Some birthdays are fun---real celebrations.  Other birthdays have a sad tone.  Of course it is not the day itself.  Chronologically speaking, every day is just like every other day.  Each day has twenty-four hours.  The reason why birthdays are not all equal depends on the person celebrating the birthday.  And in some sense, the quality of the birthday also depends on others recognizing and joining in the celebration of someone’s birthday.

It is easy to describe the good birthday.  Usually that means the one celebrating the birthday is aware and appreciative of the birthday.  This person is typically not hung up on the day itself.  Again, the day happens to be the day someone told him or her that she or he was born.  I certainly don’t remember being born.  I take it for granted that it was a particular day.  The person who can truly celebrate a birthday is the one who can appreciate not the day, but the life that was brought into the world on that day.

The appreciation is made even more special if others in one’s life join in that celebration.  To have family and friends participate in celebrating a birthday does not make that day any more special.  But it does lift up how special the person is whose birthday is being celebrated.  To be authentically happy that someone is present in this world and that person is special to the others magnifies the appreciation.

I know nearly all of us are treated to the “Happy Birthday” song.  It’s so well known, it is difficult to imagine any other song being used.  However, if you think about the words, they are not very profound.  We say “happy birthday” to the person four times.  Probably the neatest thing about the song is the person is singled out by name for the birthday.  And if we are the one celebrating the birthday, we know what’s coming!

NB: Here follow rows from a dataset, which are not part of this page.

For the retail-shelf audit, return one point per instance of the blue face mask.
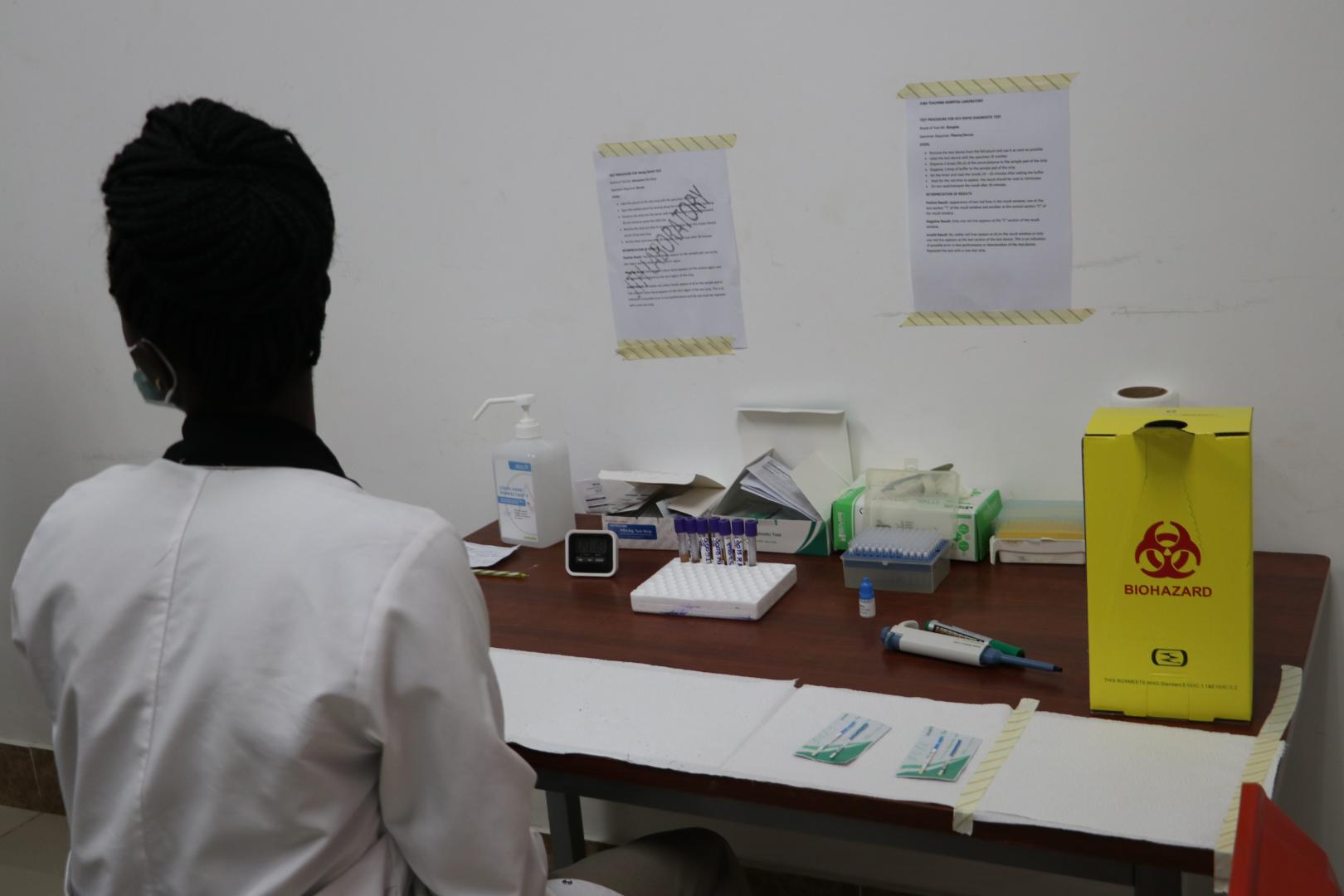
(152, 390)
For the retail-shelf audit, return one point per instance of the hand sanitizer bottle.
(533, 485)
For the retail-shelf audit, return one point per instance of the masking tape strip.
(973, 86)
(1257, 768)
(999, 319)
(636, 349)
(975, 790)
(667, 144)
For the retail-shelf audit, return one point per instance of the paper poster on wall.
(671, 247)
(990, 197)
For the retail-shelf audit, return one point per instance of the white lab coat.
(268, 681)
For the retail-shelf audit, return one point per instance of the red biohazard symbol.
(1166, 555)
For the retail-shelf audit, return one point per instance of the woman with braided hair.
(262, 679)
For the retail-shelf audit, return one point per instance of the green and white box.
(976, 514)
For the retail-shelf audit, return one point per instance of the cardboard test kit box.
(1170, 562)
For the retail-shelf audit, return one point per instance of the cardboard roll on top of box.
(1170, 562)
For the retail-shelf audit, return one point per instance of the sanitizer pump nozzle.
(526, 427)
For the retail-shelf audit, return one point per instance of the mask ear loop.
(167, 397)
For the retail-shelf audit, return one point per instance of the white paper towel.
(767, 754)
(1120, 778)
(645, 715)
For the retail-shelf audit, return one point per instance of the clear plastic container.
(898, 575)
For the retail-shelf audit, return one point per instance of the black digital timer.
(590, 553)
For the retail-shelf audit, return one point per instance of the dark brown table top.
(815, 635)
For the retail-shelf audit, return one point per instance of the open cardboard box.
(689, 494)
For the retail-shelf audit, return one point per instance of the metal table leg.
(566, 818)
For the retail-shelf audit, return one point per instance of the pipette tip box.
(882, 557)
(715, 592)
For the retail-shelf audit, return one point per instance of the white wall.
(455, 140)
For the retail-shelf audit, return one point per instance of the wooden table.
(815, 635)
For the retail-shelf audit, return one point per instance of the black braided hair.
(219, 236)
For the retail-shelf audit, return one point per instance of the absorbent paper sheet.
(1133, 779)
(645, 715)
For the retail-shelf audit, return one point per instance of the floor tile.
(39, 845)
(17, 881)
(49, 785)
(17, 781)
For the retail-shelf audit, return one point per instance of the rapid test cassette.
(717, 592)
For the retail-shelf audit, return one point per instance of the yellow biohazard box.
(1170, 561)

Sometimes I wonder what the person who is not happy with his or her birthday feels or thinks?  I suspect there are some folks who are not really happy with their “happy birthday!”  No one ever asks us if we want the song.  Realizing this is an invitation to think a little more deeply into the meaning of birthdays and why we insist on “happy” birthdays.

As we already noted, a birthday is a recognition that on a particular day each of us was delivered into the world.  We may have been here already during a nine-month pregnancy, but we were not yet here on our own.  Of course, none of us can make it on our own for a few years, but the promise is there. 

I like the assumption---indeed, presumption---that our “birth day” is a “happy” occasion.  This is where it gets spiritual for me.  I can’t understand that assumption from any other angle than the spiritual.  The spiritual assumption is the day is happy when I was born---and when you were born.  The cause of happiness is not the day; it is you and it is I.  This assumption is a radical affirmation of life.  It is a radical affirmation of the happiness of my life and of your life.  We come into the world as a gift of God.

I have to be a gift since I did not cause my own life to be nor did you.  I am a gift born into the world and it is declared a “happy birth day.”  It is right to celebrate that.  I am intended to be and to be here.  My spiritual assumption is God wanted it this way: God wants me to be here and to appreciate my birth day.  And the same deal is for you, too.  We are all gifts to the world.  It is appropriate that we celebrate that day with some gifts.

One day a year I am given a gift or two---or more.  But 365 days a year I am a gift to the world.  This is where birthday women and men need to be serious.  What kind of gift am I in this world?  Some of us may be like gag gifts!  And some of us may be even worse.  I appreciate my birthday when it rolls around.  I am grateful to the folks who recognize it.  But honestly, I am more concerned about the kind of gift I am in the world.

Am I the kind of gift that is making the world better?  Am I a grace?  Am I a source of happiness for others?  If I can answer yes to these questions, then every day is a happy birthday for me---and for God.